Over the last a few days debate has raged about "Microsoft Numbers", started by post titled Microsoft by the numbers. Despite the fact that at times it is easy to let numbers talk if you mention only those favorable to you (where are the Microsoft phone numbers or Nintendo Wii numbers or Google Apps numbers? But I'm digressing although I could continue the problem is not disputing those numbers), one of the key elements that was brought to discussion is "is Microsoft is doing to well why people ignore it and focus on the new kids on the block or devices that are not as widespread?

One reply came from Mary Branscombe in the post "Why do we (love to) hate Microsoft?", to which Tim Anderson comments with a post with the same title. It is true that Microsoft's past aggressive position, its indisputable monopoly status, the amount it is still charging for individual licences and upgrades of Windows (not quite lack the cheap MacOS upgrades), and many other factors including the lack of a clear direction reduce the number of "Fan Boys" compared to most other companies (Google, Apple, and many others).

But there is another factor I haven't seen mentioned. Microsoft is becoming a victim of its own game. While the company is making money on a few core assets, its marketing has always been focused on "the next big thing" more then the current value. This was originally used to push technologies that were far from perfect (next version will fix it). It is also quite clear even today in Microsoft development tool directions, which keep frantically changing giving a sense of instability... but coping with any next big thing anyone else is doing. The problem is that while in the past Microsoft could surpass IBM, Oracle, and other software giants in this game, now some of the others are more on the verge of technologies, which makes it easier to promote them, rather than commenting on the (still impressive) sale numbers of Windows 7.

So what has Delphi to do with all this?
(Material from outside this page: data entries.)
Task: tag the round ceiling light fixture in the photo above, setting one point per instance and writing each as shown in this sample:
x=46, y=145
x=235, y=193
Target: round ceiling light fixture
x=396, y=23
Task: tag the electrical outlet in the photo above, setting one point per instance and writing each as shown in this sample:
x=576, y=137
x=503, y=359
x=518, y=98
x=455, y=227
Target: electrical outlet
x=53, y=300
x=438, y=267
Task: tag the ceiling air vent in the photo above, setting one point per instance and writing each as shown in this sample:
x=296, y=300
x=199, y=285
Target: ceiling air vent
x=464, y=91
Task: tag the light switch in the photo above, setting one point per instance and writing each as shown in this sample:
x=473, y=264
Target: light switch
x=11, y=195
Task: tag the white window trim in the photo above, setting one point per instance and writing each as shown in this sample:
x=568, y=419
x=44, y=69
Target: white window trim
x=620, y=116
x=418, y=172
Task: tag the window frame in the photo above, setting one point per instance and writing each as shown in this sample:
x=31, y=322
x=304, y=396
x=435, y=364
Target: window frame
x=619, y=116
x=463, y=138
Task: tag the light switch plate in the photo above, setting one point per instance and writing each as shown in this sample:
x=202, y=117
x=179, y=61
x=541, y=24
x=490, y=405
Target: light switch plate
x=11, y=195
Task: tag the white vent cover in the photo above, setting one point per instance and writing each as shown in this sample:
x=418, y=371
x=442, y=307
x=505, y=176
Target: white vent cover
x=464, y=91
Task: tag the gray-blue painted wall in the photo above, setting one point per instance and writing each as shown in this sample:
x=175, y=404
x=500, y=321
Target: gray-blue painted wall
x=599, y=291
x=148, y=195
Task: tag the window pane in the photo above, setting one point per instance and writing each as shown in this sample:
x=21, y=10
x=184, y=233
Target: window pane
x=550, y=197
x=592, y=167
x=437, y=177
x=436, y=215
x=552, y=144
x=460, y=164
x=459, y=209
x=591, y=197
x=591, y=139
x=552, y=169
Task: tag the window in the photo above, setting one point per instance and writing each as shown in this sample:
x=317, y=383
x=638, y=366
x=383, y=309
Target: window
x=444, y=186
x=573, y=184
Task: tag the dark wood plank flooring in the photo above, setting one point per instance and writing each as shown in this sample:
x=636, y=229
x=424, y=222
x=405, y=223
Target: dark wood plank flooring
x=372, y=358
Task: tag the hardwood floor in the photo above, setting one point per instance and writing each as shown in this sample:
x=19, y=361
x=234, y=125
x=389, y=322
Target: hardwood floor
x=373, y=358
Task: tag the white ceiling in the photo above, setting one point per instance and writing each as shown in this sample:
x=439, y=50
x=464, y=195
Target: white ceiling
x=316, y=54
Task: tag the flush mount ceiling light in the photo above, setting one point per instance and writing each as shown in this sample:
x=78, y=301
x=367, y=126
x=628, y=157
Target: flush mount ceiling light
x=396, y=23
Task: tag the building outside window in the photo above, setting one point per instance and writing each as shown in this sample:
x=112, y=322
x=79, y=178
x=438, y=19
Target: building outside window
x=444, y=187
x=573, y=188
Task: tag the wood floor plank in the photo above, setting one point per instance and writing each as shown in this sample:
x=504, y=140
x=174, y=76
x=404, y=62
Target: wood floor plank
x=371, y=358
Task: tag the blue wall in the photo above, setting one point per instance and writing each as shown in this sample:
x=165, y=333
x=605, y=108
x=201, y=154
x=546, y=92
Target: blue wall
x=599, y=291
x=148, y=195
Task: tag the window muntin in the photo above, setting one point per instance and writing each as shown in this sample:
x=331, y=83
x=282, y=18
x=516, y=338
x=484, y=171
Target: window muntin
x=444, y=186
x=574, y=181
If Microsoft is to be believed and the Windows 7 platform is so wealthy compared to any other platform, it is time to get a hand on a copy of Delphi, get some of the New Windows 7 components out of the dust, and start pounding on those to make tomorrow's applications. Like Windows 7, Delphi might be an old-fashioned technology, getting very little media attention, but it is there, has a large community, there are millions of applications written in Delphi being used around the world... and the tool is still by far the best  IDE for native Windows application. Even much better than Microsoft's own offering in this space. 

If there are 150 million computers ready to run Windows 7 applications, there are good chances many Delphi apps will still be developed and used for years to come. Now maybe Microsoft could come up with a Windows 7 application showcase, to see how great the platform is doing... and add a few Delphi apps to the pack. But I'm digressing again.